Bilimin ilerlemesi, koşut olarak biyoteknolojinin gelişmesi ile belki bir gün bu minik canlıların üretilmesi başarılacaktır. Bu olursa, buna başarı değil biyolojik devrim demek daha uygun olacaktır sanırım. Günümüzde biyoteknoloji, canlıların karakterini belirleyen genlere müdahale öyle ince bir noktaya gelmiştir ki DNA (desoksiribonükleikasit) sarmalının bir kısmı çıkarılıp yerine başka DNA’dan bir parça eklenebilmektedir. (CRISPR teknolojisi) Belki de minik canlılarımızın üretimi bütünden parçaya doğru giderek başarılacaktır. Yani, molekülden atoma, atomdan atom altı parçacıklara gidilerek kuantum teknolojisinde olduğu gibi… DNA’ya gelindiğine göre oradan proteine, proteinden aminoasitlere geçilecektir. Belki bu gün hayal ama bilim bu minikleri üretmeyi başarırsa besinlerimizi de bu beceriklilere sentezletme olanağımız olacaktır. Bunlardan Zararlı olanları, günümüzde kısmen faydalı olanları ile yok ediyoruz; ama gelecekte bunların Zararlı olanları da kimyasal ilaçlar yerine faydalı olanları ile yok edileceklerdir.

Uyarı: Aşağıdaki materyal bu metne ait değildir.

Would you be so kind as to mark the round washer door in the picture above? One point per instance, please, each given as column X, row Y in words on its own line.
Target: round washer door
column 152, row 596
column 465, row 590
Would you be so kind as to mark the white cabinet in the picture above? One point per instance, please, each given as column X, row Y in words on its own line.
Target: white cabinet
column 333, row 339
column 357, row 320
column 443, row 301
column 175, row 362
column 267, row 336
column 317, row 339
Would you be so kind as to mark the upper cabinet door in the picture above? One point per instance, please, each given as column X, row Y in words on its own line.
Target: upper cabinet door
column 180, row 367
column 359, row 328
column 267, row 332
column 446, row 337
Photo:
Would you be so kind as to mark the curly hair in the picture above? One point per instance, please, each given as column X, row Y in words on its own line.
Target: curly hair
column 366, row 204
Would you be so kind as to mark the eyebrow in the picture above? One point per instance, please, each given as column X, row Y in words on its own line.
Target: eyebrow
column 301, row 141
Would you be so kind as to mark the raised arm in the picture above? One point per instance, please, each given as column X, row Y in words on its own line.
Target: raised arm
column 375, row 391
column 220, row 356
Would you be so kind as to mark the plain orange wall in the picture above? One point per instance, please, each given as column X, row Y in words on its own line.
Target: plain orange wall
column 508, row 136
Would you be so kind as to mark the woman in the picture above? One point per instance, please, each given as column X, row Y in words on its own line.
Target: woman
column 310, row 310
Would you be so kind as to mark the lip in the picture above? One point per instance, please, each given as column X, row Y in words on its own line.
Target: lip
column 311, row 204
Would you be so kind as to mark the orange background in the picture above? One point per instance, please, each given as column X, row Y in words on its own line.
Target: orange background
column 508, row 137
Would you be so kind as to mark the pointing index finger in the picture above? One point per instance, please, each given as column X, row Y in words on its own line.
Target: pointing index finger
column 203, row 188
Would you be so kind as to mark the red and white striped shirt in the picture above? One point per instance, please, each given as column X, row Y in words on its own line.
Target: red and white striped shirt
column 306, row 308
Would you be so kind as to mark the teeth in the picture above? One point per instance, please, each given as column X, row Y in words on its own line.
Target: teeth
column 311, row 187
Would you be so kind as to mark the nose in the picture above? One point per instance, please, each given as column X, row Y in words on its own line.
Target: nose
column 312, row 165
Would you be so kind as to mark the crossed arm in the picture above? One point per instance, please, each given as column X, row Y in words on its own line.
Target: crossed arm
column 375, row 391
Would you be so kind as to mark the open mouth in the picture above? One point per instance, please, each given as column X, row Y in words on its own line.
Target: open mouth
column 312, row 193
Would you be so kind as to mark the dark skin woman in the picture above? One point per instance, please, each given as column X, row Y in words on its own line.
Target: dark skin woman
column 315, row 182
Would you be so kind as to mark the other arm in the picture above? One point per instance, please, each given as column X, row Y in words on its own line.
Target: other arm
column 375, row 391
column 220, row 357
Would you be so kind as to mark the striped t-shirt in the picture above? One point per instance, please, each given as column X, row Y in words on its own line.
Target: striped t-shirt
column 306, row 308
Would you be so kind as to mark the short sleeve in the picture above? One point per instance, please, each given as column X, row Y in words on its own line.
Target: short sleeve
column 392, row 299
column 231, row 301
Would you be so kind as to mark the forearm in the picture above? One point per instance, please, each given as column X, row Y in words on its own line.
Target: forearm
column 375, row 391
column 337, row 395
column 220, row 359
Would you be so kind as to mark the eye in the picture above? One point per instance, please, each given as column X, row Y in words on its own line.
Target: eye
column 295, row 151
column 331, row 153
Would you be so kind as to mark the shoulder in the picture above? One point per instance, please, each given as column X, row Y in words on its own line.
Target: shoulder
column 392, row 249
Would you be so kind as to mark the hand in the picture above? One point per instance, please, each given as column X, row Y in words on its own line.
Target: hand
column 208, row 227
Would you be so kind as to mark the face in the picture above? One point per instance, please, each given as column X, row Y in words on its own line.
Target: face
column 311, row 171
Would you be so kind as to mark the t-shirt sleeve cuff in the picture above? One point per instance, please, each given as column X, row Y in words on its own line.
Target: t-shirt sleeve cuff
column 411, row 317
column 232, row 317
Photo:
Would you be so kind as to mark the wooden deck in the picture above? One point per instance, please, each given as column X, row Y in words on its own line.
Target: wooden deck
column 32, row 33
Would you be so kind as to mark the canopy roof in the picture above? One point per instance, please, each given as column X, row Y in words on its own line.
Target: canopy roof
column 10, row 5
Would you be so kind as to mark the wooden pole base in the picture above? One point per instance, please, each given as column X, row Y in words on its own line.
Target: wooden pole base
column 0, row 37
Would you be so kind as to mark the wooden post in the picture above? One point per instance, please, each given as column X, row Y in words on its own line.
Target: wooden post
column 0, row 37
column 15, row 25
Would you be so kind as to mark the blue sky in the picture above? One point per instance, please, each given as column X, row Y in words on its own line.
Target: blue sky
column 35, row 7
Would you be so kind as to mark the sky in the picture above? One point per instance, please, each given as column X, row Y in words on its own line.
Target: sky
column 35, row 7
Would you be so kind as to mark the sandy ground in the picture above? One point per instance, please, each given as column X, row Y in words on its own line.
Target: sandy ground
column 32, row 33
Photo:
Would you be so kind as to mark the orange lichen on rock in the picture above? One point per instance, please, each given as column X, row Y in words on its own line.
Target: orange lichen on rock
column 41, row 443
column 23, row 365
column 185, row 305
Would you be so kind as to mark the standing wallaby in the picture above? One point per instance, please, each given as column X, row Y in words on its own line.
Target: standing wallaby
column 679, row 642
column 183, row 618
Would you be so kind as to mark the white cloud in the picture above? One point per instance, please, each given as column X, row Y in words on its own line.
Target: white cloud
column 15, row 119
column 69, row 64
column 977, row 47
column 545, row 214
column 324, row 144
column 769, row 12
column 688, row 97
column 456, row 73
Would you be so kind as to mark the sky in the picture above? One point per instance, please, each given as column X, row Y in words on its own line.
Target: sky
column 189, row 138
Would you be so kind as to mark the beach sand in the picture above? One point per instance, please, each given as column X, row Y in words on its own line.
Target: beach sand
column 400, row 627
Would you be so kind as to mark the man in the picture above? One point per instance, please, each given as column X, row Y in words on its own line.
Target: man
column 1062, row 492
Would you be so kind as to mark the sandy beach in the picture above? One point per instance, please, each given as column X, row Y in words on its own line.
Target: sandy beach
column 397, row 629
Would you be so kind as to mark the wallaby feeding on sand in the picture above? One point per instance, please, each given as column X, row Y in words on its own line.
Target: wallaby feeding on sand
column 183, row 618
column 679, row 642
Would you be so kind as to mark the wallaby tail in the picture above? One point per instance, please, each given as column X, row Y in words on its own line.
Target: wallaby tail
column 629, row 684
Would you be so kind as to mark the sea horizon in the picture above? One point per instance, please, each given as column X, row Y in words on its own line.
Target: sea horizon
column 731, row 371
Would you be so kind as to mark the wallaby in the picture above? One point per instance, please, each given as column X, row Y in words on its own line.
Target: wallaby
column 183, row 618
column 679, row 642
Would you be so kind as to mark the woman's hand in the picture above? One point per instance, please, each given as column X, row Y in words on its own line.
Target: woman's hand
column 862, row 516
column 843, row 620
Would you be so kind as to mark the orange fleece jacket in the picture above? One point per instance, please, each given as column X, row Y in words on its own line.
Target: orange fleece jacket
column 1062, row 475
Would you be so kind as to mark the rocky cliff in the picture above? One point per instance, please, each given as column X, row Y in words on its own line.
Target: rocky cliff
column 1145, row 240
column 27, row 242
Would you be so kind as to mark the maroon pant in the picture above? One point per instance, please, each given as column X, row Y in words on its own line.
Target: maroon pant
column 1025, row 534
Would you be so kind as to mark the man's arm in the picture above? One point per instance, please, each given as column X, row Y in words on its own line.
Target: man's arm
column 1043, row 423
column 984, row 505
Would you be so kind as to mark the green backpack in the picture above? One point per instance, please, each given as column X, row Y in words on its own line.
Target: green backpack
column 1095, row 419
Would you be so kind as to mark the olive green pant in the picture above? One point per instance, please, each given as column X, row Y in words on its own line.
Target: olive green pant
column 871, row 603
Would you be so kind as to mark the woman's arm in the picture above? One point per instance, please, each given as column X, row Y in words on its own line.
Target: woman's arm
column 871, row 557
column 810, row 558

Çokuluslu emperyal biyoteknoloji firmaların bu konu üzerinde bir hayli mesafe aldıkları bilinmektedir. Hani yıllardır gündemimizden düşmeyen GDO meselesi vardı; işte o teknolojiyi uygulayarak bazı tarım ürünlerinin karakterini değiştirmişlerdi işte o firmalar. Bazılarının, bu teknolojiye karşı olan ve bu teknoloji sonucu elde edilen ürünleri Frankeştayn (!) olarak niteleyip, sağlığımızda bütün kötülüklerin anası olarak gördüğü GDO teknolojisini uygulayabilen firmalar. (Gerçi bu teknoloji hakkındaki olumsuzlukların kaynağı yine bu firmalardı.) Günümüzde, “yukarıda da bahsettiğimiz gibi”, bu teknoloji çok daha ileri safhalara taşınmıştır. Biyoteknolojideki bu gelişme ile beklide zarlı mikroorganizmaların genlerine müdahale edilerek, zararlı olanlar faydalı hale dönüştürülebilecektir. Örneğin bir mayanın geninin değiştirilmesi ile şeker hastalarının ihtiyacı olan insülünün ürettirilmesi gibi.

Sonuç olarak, 2018 yılı Davos toplantılarında Prof. Yuval Noah Harari’nin dediği gibi “dicital ve biyoteknolojiyi atlayan ulusların gelecekte yeri yoktur.” Ben de diyorum ki, biyoteknolojiye karşı çıkmak, renkleri solduruyor diye güneşe kızmak gibidir.